Tra le sue opere originali sono da ricordarsi: Il Batteismo spirituale, cioè considerazioni delle cerimonie, ecc., Roma 1668, sotto lo pseudonimo Baldo Nicolucci, cui più tardì aggiunse: Riflessioni sopra il Battesimo spirituale, Vita di due venerabili servi di Dio, Angelo Fiorucci e Bartolomeo Tanari (Roma 1671, sotto lo pseudonimo Lucio Labacci); Vita di s. Nilo (Roma 1628); Cento considerazioni sopra la dignità sacerdotale (s. l.s.d.); Compendio della vita di s. Filippo Neri (sotto lo pseudonimo Giovanni Torri; s.l.s.d.); Soliloqui devoti sopra la Passione (s.l.s.d.). Pubblicò anche Ignitum cum Deo soliloquium... di P. PETERS, GERLACH (v.). Traduise inoltre le Lettere del B. Giovanni d'Avila (parte 3ª) premettendo un compendio della vita del medesimo (s.l.s.d.).
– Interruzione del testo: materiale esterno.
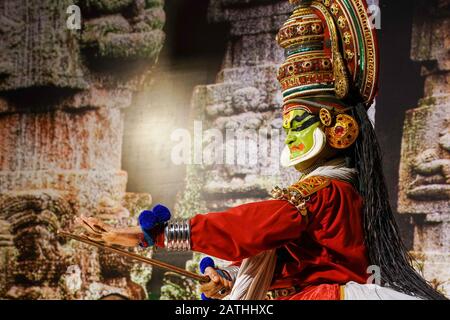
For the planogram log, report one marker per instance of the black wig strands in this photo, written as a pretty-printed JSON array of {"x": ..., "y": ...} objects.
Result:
[{"x": 384, "y": 245}]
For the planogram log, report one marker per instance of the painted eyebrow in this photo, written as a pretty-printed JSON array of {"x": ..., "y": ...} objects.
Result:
[{"x": 300, "y": 118}]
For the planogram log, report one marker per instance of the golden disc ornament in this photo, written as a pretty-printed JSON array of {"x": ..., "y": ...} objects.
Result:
[{"x": 325, "y": 117}]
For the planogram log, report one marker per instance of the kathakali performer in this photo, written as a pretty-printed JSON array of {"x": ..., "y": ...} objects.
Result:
[{"x": 317, "y": 238}]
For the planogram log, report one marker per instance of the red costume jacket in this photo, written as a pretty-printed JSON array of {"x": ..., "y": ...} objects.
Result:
[{"x": 317, "y": 254}]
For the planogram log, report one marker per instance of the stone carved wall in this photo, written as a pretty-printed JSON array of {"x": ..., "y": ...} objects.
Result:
[
  {"x": 424, "y": 189},
  {"x": 246, "y": 99},
  {"x": 61, "y": 128}
]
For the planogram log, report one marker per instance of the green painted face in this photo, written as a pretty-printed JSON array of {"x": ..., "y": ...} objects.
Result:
[{"x": 299, "y": 126}]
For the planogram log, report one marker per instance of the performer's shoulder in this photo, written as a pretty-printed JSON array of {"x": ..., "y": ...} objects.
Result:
[{"x": 309, "y": 186}]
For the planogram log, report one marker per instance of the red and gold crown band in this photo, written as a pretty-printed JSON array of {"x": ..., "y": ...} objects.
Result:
[{"x": 330, "y": 49}]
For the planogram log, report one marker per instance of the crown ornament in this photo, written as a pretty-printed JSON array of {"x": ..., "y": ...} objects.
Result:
[{"x": 331, "y": 53}]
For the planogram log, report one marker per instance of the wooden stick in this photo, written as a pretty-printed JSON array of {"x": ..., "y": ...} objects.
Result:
[{"x": 137, "y": 257}]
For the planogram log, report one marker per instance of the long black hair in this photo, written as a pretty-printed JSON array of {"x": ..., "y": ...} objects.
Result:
[{"x": 382, "y": 238}]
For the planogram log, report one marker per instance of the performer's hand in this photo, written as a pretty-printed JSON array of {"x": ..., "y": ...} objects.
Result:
[
  {"x": 100, "y": 231},
  {"x": 218, "y": 287}
]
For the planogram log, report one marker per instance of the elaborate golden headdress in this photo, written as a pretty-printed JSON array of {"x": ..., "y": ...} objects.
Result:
[
  {"x": 331, "y": 52},
  {"x": 331, "y": 56}
]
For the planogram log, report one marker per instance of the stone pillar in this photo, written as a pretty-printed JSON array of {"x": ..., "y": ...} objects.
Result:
[
  {"x": 243, "y": 106},
  {"x": 61, "y": 129},
  {"x": 424, "y": 190},
  {"x": 237, "y": 138}
]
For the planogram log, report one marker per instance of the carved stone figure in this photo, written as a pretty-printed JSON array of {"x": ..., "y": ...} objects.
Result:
[
  {"x": 424, "y": 188},
  {"x": 61, "y": 126}
]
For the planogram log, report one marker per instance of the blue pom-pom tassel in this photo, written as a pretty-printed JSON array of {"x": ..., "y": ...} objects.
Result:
[
  {"x": 162, "y": 213},
  {"x": 148, "y": 219},
  {"x": 205, "y": 298},
  {"x": 205, "y": 263}
]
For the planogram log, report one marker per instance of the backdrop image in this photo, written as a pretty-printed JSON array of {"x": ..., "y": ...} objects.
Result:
[{"x": 108, "y": 108}]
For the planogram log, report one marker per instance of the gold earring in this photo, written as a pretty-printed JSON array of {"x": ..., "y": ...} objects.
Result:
[{"x": 344, "y": 133}]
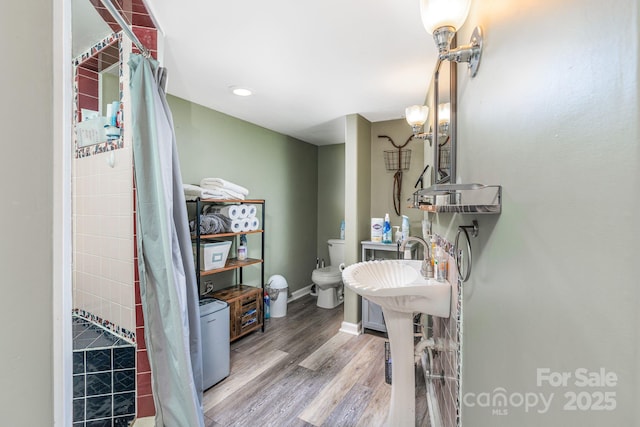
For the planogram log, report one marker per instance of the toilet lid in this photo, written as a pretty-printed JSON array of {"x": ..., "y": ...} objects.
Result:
[{"x": 327, "y": 272}]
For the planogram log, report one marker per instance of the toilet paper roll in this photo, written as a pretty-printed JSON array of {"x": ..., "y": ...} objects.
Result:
[
  {"x": 242, "y": 211},
  {"x": 230, "y": 211},
  {"x": 236, "y": 225},
  {"x": 246, "y": 225},
  {"x": 251, "y": 211},
  {"x": 255, "y": 224}
]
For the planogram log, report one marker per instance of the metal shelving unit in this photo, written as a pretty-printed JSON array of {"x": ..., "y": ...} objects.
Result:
[{"x": 232, "y": 263}]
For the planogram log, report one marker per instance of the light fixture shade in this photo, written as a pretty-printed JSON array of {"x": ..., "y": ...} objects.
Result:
[
  {"x": 417, "y": 114},
  {"x": 443, "y": 13},
  {"x": 444, "y": 113}
]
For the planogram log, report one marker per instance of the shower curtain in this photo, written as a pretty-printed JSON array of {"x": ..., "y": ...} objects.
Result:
[{"x": 165, "y": 259}]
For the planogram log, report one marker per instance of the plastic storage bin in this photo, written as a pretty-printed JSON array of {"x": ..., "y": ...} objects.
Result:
[
  {"x": 213, "y": 253},
  {"x": 277, "y": 288}
]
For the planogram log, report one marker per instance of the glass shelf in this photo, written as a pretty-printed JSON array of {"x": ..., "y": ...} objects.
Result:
[{"x": 460, "y": 198}]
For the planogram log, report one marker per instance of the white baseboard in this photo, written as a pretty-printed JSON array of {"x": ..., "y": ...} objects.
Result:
[
  {"x": 351, "y": 328},
  {"x": 300, "y": 293},
  {"x": 144, "y": 422}
]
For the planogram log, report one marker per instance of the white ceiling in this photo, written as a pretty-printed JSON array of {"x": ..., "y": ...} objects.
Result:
[{"x": 309, "y": 63}]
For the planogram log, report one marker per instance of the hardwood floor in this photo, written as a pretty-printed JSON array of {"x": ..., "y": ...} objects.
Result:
[{"x": 303, "y": 372}]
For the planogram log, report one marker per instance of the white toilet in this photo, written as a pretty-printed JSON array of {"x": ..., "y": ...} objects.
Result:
[{"x": 328, "y": 280}]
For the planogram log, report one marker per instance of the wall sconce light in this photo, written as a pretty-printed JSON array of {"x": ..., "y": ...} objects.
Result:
[{"x": 442, "y": 18}]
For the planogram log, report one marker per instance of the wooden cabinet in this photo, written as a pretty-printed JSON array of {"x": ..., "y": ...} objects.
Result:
[
  {"x": 245, "y": 302},
  {"x": 245, "y": 309}
]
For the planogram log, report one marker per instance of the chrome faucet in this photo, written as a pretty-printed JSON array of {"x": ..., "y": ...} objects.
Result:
[{"x": 426, "y": 270}]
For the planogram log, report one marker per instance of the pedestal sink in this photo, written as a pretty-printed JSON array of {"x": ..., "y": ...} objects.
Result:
[{"x": 399, "y": 288}]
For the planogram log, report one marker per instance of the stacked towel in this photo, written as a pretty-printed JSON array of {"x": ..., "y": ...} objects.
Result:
[
  {"x": 231, "y": 190},
  {"x": 193, "y": 192}
]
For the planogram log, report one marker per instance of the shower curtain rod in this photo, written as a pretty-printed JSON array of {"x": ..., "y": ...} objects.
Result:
[{"x": 125, "y": 28}]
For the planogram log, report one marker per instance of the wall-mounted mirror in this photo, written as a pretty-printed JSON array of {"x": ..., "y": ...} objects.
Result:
[
  {"x": 96, "y": 52},
  {"x": 444, "y": 152},
  {"x": 98, "y": 94}
]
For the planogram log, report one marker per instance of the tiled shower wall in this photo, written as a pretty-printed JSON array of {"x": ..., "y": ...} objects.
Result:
[
  {"x": 447, "y": 334},
  {"x": 103, "y": 237},
  {"x": 106, "y": 283}
]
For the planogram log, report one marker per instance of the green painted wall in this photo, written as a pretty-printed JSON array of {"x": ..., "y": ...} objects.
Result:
[
  {"x": 274, "y": 167},
  {"x": 331, "y": 168}
]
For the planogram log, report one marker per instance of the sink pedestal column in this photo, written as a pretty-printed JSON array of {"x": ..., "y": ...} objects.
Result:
[{"x": 402, "y": 412}]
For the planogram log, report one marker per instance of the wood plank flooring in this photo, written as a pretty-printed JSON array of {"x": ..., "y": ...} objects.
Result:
[{"x": 303, "y": 372}]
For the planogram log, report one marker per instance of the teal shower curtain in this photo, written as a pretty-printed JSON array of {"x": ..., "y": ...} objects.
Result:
[{"x": 165, "y": 258}]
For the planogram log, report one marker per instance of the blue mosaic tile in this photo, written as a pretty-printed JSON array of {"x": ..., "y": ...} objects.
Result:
[
  {"x": 124, "y": 380},
  {"x": 98, "y": 360},
  {"x": 99, "y": 407},
  {"x": 124, "y": 404},
  {"x": 78, "y": 409},
  {"x": 99, "y": 383},
  {"x": 78, "y": 386},
  {"x": 99, "y": 423},
  {"x": 78, "y": 362}
]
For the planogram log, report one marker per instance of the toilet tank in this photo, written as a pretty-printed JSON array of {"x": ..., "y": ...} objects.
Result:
[{"x": 336, "y": 251}]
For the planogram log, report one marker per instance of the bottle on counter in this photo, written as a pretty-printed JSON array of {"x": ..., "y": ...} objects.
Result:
[
  {"x": 242, "y": 248},
  {"x": 386, "y": 230},
  {"x": 441, "y": 263}
]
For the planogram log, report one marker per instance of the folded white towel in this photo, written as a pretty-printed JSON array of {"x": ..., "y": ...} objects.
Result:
[
  {"x": 217, "y": 183},
  {"x": 251, "y": 211},
  {"x": 192, "y": 192}
]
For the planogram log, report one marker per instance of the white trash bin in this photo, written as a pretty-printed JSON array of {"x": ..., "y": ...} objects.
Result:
[{"x": 277, "y": 289}]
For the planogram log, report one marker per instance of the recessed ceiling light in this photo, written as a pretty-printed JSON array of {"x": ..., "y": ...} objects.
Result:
[{"x": 241, "y": 91}]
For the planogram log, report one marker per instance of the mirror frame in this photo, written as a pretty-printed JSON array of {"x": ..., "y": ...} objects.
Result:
[
  {"x": 438, "y": 153},
  {"x": 87, "y": 68}
]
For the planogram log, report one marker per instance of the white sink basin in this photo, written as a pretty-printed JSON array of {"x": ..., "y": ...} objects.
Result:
[
  {"x": 398, "y": 285},
  {"x": 399, "y": 288}
]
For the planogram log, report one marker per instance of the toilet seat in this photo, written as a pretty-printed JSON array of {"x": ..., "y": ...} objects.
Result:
[
  {"x": 327, "y": 272},
  {"x": 327, "y": 276}
]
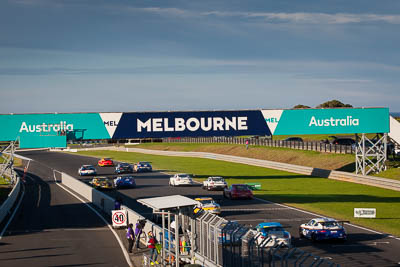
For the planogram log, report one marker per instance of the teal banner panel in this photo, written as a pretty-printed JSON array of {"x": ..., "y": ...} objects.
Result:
[
  {"x": 36, "y": 141},
  {"x": 72, "y": 125},
  {"x": 327, "y": 121}
]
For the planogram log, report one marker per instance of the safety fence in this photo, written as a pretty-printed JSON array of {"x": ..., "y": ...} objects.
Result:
[
  {"x": 313, "y": 146},
  {"x": 228, "y": 243}
]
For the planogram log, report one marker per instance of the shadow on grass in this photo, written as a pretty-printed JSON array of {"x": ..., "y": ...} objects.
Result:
[
  {"x": 351, "y": 167},
  {"x": 326, "y": 198}
]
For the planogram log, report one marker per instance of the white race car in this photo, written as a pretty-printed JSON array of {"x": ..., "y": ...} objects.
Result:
[
  {"x": 214, "y": 183},
  {"x": 87, "y": 170},
  {"x": 181, "y": 179},
  {"x": 322, "y": 229}
]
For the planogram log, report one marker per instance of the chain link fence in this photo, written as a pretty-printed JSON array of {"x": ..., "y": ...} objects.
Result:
[
  {"x": 228, "y": 243},
  {"x": 313, "y": 146}
]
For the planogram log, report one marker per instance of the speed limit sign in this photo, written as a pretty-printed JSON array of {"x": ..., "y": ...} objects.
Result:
[{"x": 119, "y": 218}]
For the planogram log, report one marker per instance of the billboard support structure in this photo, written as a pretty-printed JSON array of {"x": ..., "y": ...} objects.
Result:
[
  {"x": 8, "y": 155},
  {"x": 371, "y": 155}
]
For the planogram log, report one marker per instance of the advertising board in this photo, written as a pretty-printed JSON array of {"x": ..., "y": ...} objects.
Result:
[
  {"x": 327, "y": 121},
  {"x": 54, "y": 130}
]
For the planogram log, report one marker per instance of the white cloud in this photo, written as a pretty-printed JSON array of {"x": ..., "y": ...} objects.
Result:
[{"x": 310, "y": 18}]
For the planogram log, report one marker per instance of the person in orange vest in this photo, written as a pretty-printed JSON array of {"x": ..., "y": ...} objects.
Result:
[{"x": 151, "y": 244}]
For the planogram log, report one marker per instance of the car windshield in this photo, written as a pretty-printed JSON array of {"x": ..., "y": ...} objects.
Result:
[
  {"x": 207, "y": 201},
  {"x": 330, "y": 224},
  {"x": 241, "y": 187},
  {"x": 272, "y": 229},
  {"x": 87, "y": 168}
]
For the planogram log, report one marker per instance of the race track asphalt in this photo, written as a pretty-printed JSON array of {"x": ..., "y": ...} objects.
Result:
[
  {"x": 364, "y": 247},
  {"x": 53, "y": 228}
]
Gli si attribuiscono inoltre oratori, poesie spirituali, novenze, meditazioni. Delle opere inedite si trovano i manoscritti presso la biblioteca Vallicelliana di Roma.
Divulgò in Italia, sebbene in buona fede, le idee quietiste con le sue traduzioni, poste all'Indice nel 1688, delle opere di F. Malaval (Pratica facile in forma di dialogo per elevare l'anima alla contemplazione, Roma 1672, sotto lo pseudonimo Don Lucio Labacci) e di G. Falconi (Alfabeto per saper leggere in Cristo libro di vita eterna, Roma 1665, anonimo).